名古屋市営地下鉄の東山線は、大阪で言う御堂筋線のような名古屋市におけるメインの地下鉄路線であるにも関わらず、車幅2,550mm、高さ3,450mmとかなり小さく作られています。

その影響で随一の利用者数を誇る名古屋駅はもうパンパンで、駅の島式ホームは苦肉の策として東西にズラした形となっています。

参考

・名古屋市営地下鉄東山線:車幅2,550mm、高さ3,450mm

・大阪市営地下鉄御堂筋線:車幅2,900mm、高さ3,750mm
・東京メトロ銀座線:車幅2,800mm、高さ3,500mm

 

なぜ小さいのか?

東京の銀座線・大阪の御堂筋線と、既に先例がありデータも取れる環境であったにも関わらず小さくなった理由として、こう記載されています。

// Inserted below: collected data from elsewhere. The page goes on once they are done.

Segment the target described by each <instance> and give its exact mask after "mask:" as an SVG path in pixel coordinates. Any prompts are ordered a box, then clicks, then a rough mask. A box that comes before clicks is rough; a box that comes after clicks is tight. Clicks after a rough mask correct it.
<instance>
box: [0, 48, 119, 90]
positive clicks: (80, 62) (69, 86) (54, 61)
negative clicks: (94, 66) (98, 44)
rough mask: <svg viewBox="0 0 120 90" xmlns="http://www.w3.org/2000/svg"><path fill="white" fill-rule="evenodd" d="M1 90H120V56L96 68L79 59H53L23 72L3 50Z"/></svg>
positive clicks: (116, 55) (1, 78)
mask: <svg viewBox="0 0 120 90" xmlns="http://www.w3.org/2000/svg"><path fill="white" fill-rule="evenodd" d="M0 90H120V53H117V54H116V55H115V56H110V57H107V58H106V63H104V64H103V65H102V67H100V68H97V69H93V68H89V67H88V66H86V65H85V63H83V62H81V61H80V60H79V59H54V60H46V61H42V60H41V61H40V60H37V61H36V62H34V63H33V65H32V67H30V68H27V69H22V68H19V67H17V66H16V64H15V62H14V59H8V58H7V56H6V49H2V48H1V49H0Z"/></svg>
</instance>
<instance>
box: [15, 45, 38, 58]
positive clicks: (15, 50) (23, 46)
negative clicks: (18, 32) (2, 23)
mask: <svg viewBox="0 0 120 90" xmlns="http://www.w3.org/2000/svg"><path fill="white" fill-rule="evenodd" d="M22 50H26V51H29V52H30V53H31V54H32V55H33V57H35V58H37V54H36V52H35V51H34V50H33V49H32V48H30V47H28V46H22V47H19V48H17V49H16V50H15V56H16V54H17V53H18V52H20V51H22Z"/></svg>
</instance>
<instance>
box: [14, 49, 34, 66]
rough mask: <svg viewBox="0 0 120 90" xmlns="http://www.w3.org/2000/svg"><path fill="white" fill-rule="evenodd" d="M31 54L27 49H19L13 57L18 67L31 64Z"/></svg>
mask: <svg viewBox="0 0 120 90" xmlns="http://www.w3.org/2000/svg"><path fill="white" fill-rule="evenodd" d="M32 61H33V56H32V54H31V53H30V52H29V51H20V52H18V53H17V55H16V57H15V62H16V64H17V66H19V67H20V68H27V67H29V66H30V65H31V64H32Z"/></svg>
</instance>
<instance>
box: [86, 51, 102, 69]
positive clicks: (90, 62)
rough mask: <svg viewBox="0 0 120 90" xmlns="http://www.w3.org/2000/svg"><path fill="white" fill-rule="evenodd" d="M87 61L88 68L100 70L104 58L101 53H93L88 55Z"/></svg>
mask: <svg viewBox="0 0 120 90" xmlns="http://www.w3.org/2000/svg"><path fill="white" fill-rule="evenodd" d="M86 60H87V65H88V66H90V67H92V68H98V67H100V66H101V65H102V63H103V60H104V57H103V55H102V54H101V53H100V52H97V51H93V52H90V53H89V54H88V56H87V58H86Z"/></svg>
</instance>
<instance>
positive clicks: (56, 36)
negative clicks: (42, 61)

(a)無音電車とするため車両構造上から車両重量を軽くする必要があり、そのため車両を小型とする
(b)地下隧道の建設費をできるだけ少なくするため隧道断面を小さくする。
(c)東京および大阪と名古屋の都市の大きさ、あるいは周辺都市の分布状況などから考慮して小型でも十分である。

出典:『名古屋市高速度鉄道建設史』92-93p

 

(a)の無音電車というのは、名古屋市電(路面電車)である1900形電車の設計思想で、いわゆる「PCCカー」のことを指します。この技術を応用して東山線の初代車両を作ろう…という構想であったようです。

また、(b)(c)はどちらも費用的な問題や将来の不安を鑑みてのことであったようですが、この時代の名古屋の方は今日の名古屋・愛知経済の発展ぶりがここまでになるとは思いもよらなかったのかもしれません。

 

つまり、東山線のサイズが小さいのは「路面電車の技術を応用する為」「将来の費用的な不安視」のためといえます。

 

昔から名古屋の方はこういった堅実な経営思想があり、バブル崩壊期には殆ど被害を受けなかったそうです。私は名古屋の方のこういった経営思想や文化面をとてもリスペクトしています。